If you have (created!) a job that closely resembles a work of dystopian fiction, laughing that off is absolutely lacking in human empathy. That's not even the first problem with this line of work, but since you're also laughing off the problem, it deserves a rebuttal.

If I said to you that I was going to create a network of surveillance devices that also serves as mindless entertainment and routinely broadcasts faith routines that non-participants will be punished for, and you told me that sounds like something out of 1984, and I told you were paranoid, you'd think I'm mad.

And the advance of technology unhindered is not a universal good. Algorithms only have better judgment than humans according to the constraints they were assigned. If there's a role for automation in criminal justice, that role must be constantly questioned and adjusted for human need, just as the role of human intervention should be. Because it's all human intervention.
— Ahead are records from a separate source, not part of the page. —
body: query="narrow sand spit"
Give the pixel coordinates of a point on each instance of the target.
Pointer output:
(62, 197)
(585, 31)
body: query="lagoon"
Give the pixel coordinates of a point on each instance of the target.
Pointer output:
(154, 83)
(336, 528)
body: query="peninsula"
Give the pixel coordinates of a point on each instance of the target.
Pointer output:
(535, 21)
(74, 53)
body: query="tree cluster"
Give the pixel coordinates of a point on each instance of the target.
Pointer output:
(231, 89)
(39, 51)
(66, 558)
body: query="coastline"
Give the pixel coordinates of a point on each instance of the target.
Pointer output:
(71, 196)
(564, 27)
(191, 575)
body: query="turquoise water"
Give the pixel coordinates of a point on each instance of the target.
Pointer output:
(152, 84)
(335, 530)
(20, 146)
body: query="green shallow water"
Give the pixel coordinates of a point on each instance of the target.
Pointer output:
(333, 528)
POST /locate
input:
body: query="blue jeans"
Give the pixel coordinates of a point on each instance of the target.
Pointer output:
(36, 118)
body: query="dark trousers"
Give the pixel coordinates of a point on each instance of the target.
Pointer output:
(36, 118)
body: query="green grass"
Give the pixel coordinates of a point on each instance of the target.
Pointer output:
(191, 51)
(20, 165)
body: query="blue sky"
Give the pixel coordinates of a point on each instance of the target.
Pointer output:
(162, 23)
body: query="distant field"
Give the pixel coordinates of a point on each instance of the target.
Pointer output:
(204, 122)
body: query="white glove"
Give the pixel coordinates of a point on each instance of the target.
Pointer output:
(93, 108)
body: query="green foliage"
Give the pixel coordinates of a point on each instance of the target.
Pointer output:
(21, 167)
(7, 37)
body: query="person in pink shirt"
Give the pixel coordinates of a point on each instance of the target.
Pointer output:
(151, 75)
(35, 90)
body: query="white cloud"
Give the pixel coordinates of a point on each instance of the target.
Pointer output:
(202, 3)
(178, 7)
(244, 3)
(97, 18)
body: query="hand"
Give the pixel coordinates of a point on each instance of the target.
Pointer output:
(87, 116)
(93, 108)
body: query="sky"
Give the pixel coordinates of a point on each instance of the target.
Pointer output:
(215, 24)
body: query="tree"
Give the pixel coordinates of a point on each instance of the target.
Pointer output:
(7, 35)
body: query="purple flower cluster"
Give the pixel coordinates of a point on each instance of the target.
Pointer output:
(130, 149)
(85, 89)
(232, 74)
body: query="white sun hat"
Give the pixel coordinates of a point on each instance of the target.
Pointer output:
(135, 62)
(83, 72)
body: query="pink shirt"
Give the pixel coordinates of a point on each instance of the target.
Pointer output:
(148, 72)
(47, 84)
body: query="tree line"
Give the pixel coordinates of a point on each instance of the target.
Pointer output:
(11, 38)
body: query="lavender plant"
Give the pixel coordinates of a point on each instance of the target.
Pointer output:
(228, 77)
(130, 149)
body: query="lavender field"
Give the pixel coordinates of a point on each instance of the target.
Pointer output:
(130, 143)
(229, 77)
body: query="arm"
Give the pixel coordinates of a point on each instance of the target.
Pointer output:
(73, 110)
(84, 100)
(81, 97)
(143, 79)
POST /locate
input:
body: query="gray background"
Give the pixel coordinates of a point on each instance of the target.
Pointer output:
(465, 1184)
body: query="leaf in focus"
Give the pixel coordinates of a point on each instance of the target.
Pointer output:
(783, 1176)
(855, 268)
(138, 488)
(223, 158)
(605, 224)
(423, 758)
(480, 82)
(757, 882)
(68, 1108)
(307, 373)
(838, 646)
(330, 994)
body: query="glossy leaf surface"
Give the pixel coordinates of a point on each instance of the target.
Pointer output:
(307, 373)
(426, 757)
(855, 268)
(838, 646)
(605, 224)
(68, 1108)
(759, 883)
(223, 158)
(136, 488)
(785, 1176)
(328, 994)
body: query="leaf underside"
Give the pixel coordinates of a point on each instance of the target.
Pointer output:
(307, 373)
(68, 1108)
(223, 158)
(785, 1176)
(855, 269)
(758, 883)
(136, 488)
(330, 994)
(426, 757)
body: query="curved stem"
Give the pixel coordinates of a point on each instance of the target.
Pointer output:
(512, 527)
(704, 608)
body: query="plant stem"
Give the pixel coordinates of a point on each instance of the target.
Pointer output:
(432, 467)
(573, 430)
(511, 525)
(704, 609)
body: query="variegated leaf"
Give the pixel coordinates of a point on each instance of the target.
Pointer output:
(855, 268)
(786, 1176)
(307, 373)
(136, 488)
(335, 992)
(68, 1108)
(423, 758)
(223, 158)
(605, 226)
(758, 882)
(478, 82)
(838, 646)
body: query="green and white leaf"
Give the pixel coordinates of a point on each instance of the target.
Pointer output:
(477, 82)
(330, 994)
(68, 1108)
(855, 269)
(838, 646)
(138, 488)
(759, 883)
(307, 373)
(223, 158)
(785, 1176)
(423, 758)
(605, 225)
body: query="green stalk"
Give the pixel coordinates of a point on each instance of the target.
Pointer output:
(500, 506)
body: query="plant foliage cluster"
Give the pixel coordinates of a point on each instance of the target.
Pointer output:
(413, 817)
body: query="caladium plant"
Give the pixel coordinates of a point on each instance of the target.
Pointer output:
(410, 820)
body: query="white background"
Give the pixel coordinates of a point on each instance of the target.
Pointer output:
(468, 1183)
Or it's that non-specialists with only a vague understanding of what you're doing don't know what you're talking about. I don't consider stem cell researchers to be lacking in empathy because some of the hyper-religious accuse them of dangerous experiments and "playing god", even though their work "resembles a work of dystopian fiction."

Of course we can question where technology is going, but saying "gee, group x commits crimes at 27 times the rate of group y, on average we should consider them to be more at-risk" isn't 1984, it's how car insurance, the job market, dating, the stock market, almost everything works.

It's not optimally fair by a long shot, but neither is the alternative of analyzing no data and making social policy out of how you wish things were instead of how the data tell you they actually are. The solution to data telling you unpleasant facts is to try to change those facts with policy, not put your head in the sand and bleat "totalitarianism" every time a fact enters the conversation.

What is a "faith routine" ? Thanks
In context, faith routines would be things like, in the book 1984, the Two Minutes Hate. In reality, it might be a (imlicitly mandatory, if not explicitly) routine such as pledging allegiance to a flag, or mandatory participation in a moment of prayer, or something similar.